A key challenge you will face in splunk is grouping alerts / exceptions by correlation so you can assess the unique issues that you face and frequency/cost of each issues. There is logic in AES to uniquely assess and persist the correlation string for each alert type.
Broader question - why do you want / need to recreate AES in splunk rather than simply using AES as-is -- or even simpler, just use the PDC service, since it frees you from the need to pay for AES infrastructure, gets new features / improved advice frequently and has a product manager who is happy to get feedback and make enhancements based on user input (yours truly).
I logged into the Anthem tenant and only see partial data (alerts but no health status) from one node. How many nodes should have been sending to PDC/AES? Are you using standard Pega7 logging configuration or has it been customized in any way?

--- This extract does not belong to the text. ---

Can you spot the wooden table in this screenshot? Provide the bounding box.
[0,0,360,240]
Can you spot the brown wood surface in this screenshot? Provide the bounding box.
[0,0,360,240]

On monitored node, enable debug logging for classes httpclient.wire.header and httpclient.wire.content to see what it is sending to PDC and whether it gets a proper http response code. Not uncommon for network admin assistance to be needed to open outgoing https to pdc-external.pegacloud.com
well, there is no real 'query list'. We do lots of queries depending on the report. The key point is that PDC has logic to recognize each alert type and define the proper way to correlate related alerts into a case, and we use that to create a correlation string and hash it for correlation ID. That way, when agents look at newly received alerts, they either match correlationID of an existing case or a new case gets created. We've also done work to ensure that the correlation relates to the root cause -- primarily with regard to assessing if a query comes from a report, and RDB method or an OBJ method.
We're going to now start adding logic to recognize certain exceptions and give prescriptive advice on how to fix them.